Waste management in this council area is due for some cleaning up, as consultants Dames & Moore will no doubt discover in their $30,000 study, and, hopefully, the public health and safety aspects of such operations will be uppermost in their minds. Some of your readers will be aware from a recent SMH report that the new State government has seen fit to phase out a tip at Londonderry where a Health Department study found a disturbingly high incidence of various cancers among residents.
Not close enough for discomfort? Ok, consider this: a person knowledgeable in tip operations claims Tuncurry is being operated without any provision to seal the garbage cells in the ground against the escape of leachate - a potentially carcinogenic cocktail of dissolved chemicals. In the sandy soils of Tuncurry, this should percolate into the local watertable in no time... Considering the cavalier attitude to waste disposal in the Great Lakes area in the past it would not surprise me if our councillors have sanctioned such practice. (People who emember the reign of one Marcel Terry may recall that in those days, a tip was operated right on the southern shore of Wallis Lake - I wonder if oyster farmers have their current crops checked out for any possible contamination by leachates from that area!)
Worried by the revelation referred to earlier, I rang councillor Linda Gill to interest her in a bit of muck-raking regarding the Tuncurry operation.

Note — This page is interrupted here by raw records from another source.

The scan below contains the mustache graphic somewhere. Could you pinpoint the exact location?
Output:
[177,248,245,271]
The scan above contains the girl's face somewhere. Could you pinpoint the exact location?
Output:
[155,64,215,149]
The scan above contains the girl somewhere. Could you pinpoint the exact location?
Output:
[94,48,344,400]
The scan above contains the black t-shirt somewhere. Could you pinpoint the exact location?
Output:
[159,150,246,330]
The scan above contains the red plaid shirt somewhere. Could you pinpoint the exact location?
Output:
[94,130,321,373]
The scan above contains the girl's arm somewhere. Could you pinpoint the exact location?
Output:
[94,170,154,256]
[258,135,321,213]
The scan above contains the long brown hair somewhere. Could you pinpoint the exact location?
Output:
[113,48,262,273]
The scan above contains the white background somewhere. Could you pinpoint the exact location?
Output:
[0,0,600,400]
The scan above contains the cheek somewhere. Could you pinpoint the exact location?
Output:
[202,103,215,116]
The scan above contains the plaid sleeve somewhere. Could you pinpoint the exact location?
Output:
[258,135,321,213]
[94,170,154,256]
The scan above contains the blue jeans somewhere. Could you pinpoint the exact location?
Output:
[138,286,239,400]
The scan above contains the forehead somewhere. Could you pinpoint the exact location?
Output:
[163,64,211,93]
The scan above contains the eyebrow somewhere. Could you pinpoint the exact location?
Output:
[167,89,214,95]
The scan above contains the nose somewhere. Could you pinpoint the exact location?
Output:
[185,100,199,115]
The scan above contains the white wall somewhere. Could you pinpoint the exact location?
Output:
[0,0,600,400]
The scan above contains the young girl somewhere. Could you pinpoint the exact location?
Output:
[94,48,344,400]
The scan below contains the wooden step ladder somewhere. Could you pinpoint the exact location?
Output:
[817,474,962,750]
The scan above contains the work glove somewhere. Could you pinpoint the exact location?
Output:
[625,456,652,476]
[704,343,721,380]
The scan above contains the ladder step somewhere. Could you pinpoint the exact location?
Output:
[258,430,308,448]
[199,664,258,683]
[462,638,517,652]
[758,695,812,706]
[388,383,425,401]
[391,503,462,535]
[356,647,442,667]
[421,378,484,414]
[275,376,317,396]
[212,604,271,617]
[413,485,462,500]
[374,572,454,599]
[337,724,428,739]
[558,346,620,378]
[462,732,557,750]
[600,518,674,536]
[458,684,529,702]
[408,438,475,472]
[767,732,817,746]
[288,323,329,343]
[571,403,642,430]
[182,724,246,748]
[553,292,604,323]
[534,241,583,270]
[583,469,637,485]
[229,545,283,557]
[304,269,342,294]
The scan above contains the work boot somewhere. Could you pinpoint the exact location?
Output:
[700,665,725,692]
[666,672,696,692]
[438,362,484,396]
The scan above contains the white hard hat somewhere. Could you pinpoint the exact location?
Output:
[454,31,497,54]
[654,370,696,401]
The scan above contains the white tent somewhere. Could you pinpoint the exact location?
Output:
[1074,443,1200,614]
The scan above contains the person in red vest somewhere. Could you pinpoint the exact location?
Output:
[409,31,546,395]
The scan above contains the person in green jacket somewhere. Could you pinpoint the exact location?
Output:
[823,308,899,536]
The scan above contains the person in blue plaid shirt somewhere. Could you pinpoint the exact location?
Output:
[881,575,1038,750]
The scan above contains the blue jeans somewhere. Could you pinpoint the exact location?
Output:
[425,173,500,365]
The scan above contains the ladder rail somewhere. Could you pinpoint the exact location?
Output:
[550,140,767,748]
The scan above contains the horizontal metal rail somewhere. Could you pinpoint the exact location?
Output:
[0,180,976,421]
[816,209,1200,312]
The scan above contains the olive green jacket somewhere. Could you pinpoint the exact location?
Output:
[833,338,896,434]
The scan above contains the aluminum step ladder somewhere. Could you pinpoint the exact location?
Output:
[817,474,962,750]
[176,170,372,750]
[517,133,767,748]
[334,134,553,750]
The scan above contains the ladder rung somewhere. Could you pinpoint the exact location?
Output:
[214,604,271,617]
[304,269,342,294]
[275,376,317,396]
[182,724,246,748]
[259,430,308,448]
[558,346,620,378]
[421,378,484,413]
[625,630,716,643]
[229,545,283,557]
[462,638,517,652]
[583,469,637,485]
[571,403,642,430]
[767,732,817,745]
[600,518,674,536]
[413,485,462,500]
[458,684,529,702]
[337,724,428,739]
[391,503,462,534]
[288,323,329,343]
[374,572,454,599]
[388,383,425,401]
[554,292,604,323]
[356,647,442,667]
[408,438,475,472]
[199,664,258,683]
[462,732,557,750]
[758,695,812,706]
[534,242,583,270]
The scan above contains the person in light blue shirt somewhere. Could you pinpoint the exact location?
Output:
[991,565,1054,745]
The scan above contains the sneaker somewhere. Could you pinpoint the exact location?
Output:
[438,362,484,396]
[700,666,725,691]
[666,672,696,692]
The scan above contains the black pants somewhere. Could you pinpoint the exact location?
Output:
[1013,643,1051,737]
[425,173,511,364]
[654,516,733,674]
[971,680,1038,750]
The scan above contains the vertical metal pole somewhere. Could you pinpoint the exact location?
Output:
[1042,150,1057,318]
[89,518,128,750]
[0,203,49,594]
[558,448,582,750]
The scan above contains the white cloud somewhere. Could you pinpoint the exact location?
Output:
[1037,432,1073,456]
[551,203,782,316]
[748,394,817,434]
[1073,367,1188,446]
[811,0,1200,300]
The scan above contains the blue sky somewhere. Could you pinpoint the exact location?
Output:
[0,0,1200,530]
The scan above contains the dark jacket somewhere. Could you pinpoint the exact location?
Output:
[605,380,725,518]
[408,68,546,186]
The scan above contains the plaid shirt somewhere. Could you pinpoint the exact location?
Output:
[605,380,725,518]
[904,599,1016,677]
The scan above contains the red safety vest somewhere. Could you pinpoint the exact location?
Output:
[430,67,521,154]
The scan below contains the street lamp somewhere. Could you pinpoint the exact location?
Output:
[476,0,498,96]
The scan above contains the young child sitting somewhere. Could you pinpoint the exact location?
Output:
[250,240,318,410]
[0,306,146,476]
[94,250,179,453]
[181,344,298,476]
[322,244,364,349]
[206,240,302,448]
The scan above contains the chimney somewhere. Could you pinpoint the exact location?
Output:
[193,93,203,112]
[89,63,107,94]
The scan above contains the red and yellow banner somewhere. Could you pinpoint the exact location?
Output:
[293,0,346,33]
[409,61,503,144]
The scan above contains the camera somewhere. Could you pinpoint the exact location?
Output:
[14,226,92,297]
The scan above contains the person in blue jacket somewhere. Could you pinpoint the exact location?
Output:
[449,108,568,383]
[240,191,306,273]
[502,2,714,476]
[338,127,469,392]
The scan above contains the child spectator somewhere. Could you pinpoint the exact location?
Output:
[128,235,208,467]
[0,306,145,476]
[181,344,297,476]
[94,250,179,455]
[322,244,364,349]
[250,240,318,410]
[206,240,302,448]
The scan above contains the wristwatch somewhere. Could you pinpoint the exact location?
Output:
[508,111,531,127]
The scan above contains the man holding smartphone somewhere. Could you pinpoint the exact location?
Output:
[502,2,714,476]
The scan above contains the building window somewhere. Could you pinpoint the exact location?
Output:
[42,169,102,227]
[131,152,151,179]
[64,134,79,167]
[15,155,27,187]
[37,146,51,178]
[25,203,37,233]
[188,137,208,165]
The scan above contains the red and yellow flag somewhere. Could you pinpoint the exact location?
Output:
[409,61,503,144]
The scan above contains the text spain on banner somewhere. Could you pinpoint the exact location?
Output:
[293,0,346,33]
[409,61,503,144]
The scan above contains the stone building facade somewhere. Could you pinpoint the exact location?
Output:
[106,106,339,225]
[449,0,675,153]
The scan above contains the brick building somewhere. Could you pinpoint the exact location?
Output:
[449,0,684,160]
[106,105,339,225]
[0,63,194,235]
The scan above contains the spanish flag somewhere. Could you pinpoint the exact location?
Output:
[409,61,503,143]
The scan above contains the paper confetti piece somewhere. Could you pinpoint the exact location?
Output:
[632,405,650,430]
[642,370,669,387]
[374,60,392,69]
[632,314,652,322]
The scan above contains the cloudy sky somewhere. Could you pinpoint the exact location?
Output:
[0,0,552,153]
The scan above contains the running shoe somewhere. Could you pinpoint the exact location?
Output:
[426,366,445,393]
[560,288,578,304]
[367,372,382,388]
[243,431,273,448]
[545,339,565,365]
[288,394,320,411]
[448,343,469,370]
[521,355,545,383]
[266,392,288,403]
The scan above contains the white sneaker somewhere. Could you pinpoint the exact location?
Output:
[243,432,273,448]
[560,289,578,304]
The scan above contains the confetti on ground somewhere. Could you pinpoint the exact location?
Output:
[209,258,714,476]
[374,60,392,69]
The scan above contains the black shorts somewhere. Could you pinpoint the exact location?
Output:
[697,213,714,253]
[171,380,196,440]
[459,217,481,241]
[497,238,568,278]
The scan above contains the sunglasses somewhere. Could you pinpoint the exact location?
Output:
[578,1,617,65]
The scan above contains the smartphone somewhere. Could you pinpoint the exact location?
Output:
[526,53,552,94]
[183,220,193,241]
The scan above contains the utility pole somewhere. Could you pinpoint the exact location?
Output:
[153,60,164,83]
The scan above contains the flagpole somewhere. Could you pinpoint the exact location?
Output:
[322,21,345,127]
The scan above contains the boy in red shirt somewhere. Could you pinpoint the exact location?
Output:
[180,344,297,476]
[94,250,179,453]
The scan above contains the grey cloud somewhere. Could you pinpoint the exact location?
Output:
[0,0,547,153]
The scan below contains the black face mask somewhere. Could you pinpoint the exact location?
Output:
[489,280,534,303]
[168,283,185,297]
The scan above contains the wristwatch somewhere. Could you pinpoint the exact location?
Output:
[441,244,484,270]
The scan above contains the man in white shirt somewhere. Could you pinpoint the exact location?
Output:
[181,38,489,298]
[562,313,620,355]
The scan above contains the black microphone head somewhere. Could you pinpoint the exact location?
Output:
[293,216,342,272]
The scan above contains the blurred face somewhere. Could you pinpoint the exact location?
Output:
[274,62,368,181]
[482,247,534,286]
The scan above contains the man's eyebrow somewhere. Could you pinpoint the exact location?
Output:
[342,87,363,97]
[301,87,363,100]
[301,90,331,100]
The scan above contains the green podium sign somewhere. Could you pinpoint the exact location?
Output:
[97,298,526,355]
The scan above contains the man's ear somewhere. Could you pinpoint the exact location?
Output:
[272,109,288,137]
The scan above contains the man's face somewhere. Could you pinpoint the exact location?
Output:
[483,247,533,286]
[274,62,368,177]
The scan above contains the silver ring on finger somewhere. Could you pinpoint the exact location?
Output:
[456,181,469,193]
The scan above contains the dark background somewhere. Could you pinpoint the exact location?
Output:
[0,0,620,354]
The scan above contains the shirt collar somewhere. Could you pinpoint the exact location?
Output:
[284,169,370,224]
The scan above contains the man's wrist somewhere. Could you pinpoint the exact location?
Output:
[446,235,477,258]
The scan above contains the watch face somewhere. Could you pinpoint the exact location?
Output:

But I don’t know if it is that the environment is always greener on the other side of an election or if those who laboured so hard to get Carr’s mob across the line are now regarded as too tough to tackle, whatever the reason, I got the distinct impression that I’d come to the wrong door.
So let me repeat my questions in public, and perhaps others will chip in with pertinent comments.
Is it true that Tuncurry tip is operated without safeguards against leachate escape? If so, is Great Lakes Council aware of this? If it is, does council condone such practice? On what grounds? Is it advisable to have a waste facility operated by private enterprise or something very similar? If we have to pay for the contractor to do the job, and then hear complaints that the money we pay doesn’t cover the costs of the operation, why don’t we - through our appointed and paid management team - keep doing the job ourselves? Perhaps we can re-allocate funds from some other area (and I could think of a couple, not least the funds wasted on patching up internal power play a la ‘let’s get rid of Fitzgerald’)?
Meanwhile, I expect that Dames & Moore will dredge up some independent answers.